Assorted links

by on April 13, 2008 at 9:52 am in Web/Tech | Permalink

1. Using TiVo fast forwards to predict American Idol winners.

2. An optimistic view of the mortgage market.

3. John Rawls on the superiority of baseball; recall I once described him as the least Hansonian thinker ever.

4. The legacy of Milton Friedman; Brad DeLong comments.

5. Does foreign occupation really cause suicide bombing?

mk April 13, 2008 at 12:39 pm

Man, that Rawls letter is total bunk from start to finish. I’m all for meaningless philosophical BS’ing on why the things I like are awesome, but man… If a guy that smart could write such claptrap, it gives me some faith that humanity really is getting smarter with time.

karl April 13, 2008 at 2:40 pm
William Stepp April 13, 2008 at 10:21 pm

I’m not sure that Friedman would have approved bailing out Bear. Brad DeLong says he would have approved it because otherwise the desired currency/deposit ratio would have risen, thus causing a fall in the money supply, which Friedman would not have liked. While this would be true if Bear had been a commercial bank, it was an investment bank, so the logic doesn’t follow.
I don’t believe the total meltdown scenario for the economy implicitly held some Bear bears (but not Krugman, who disavowed the possibility of a Great Depression-like economy).
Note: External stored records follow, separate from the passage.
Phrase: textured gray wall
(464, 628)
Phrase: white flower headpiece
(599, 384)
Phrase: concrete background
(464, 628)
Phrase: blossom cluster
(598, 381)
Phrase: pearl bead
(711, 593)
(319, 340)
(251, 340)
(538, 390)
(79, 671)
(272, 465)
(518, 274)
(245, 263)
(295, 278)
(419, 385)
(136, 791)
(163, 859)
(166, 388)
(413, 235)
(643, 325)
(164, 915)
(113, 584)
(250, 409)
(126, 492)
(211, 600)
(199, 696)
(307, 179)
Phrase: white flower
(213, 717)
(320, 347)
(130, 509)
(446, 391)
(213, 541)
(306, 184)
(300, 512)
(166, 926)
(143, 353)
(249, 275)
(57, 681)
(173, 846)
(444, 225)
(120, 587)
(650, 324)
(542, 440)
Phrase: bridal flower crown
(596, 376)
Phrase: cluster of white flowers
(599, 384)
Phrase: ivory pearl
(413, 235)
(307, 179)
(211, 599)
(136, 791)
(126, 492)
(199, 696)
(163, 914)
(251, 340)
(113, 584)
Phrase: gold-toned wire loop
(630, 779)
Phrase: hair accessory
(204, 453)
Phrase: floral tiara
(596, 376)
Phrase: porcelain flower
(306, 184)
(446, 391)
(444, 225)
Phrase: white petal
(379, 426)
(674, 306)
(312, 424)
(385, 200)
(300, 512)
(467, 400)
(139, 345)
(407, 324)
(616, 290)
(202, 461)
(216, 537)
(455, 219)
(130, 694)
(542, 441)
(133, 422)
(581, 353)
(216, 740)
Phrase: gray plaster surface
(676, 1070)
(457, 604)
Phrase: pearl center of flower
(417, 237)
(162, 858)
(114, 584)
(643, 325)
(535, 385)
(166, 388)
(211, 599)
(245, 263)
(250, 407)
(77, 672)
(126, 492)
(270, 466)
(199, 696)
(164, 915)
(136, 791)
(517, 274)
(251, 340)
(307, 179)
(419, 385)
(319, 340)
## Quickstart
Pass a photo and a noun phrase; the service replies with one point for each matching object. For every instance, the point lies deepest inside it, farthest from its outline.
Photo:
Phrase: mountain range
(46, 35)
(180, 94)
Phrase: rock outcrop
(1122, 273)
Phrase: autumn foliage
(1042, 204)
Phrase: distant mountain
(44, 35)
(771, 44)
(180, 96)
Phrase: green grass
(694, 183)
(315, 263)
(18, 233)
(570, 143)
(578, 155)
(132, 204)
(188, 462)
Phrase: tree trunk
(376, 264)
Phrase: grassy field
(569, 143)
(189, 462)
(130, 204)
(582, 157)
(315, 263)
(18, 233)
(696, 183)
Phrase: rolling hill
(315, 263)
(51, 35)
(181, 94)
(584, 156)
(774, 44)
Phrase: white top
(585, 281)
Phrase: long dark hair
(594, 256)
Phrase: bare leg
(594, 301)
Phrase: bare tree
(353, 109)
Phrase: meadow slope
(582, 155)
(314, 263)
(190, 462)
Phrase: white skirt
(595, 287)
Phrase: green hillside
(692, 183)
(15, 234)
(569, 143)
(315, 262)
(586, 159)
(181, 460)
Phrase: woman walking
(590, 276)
Jeffrey Rae April 14, 2008 at 12:06 am

In relation to the Friedman piece by Mr Goodman, I am amazed that the NY Times can employ someone as their ‘national economics writer’ (not ‘reporter’} who has neither a degree in economics nor any understanding of the subject matter, if this article is any guide.
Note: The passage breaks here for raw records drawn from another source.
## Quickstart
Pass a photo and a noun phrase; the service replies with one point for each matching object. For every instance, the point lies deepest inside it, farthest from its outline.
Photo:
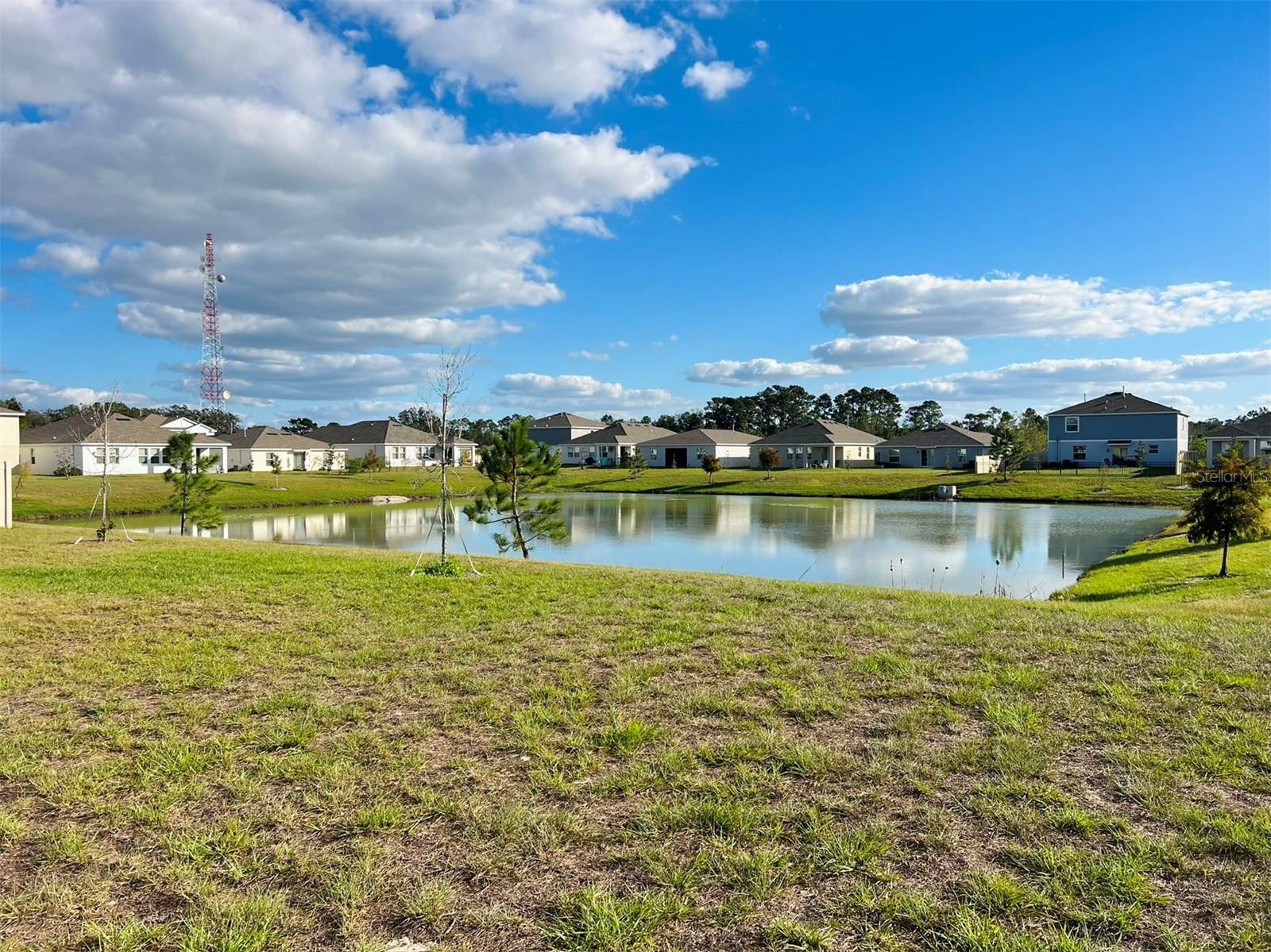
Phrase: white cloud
(36, 395)
(586, 225)
(1236, 364)
(1057, 382)
(554, 52)
(716, 79)
(760, 370)
(581, 391)
(890, 351)
(1006, 305)
(341, 216)
(67, 257)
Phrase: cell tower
(211, 364)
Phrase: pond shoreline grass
(57, 497)
(210, 745)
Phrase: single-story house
(10, 454)
(683, 450)
(612, 446)
(258, 446)
(1254, 437)
(397, 444)
(122, 444)
(559, 430)
(821, 444)
(1110, 429)
(946, 446)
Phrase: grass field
(214, 746)
(42, 497)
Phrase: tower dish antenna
(211, 363)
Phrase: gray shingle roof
(378, 431)
(717, 437)
(1258, 426)
(267, 437)
(565, 420)
(944, 435)
(626, 434)
(124, 430)
(1115, 402)
(821, 431)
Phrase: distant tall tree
(1232, 503)
(769, 459)
(984, 422)
(219, 420)
(194, 488)
(1014, 445)
(785, 407)
(874, 410)
(419, 418)
(518, 468)
(709, 465)
(925, 416)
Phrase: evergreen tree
(1232, 503)
(769, 459)
(192, 496)
(518, 467)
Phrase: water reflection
(1027, 549)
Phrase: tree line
(220, 421)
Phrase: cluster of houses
(129, 445)
(1116, 429)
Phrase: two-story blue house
(1115, 429)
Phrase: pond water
(1020, 549)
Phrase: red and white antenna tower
(211, 363)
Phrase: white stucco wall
(121, 461)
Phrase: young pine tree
(194, 490)
(769, 459)
(637, 464)
(1232, 503)
(518, 467)
(709, 465)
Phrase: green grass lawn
(44, 497)
(213, 746)
(52, 497)
(1171, 569)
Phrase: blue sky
(1018, 202)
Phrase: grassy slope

According to the NY Times website, Mr Goodman has an MA in Asian Studies from Berkeley and spent ten years as the ‘Asian economic correspondent’ for The Washington Post. Neither paper apparently paper sees the need to employ a professional economist to report on the most serious economic issues of the day, whether they are in the US or in Asia.

Here in Australia we have four newspapers with pretensions as quality national dailies. Every one of them has at least one economics reporter and all of these reporters have degrees in economics.

I used to think that employing economists to write intelligently about economics for the masses was nothing out of the ordinary but clearly it is extraordinary at the NY Times (and probably the Washington Post).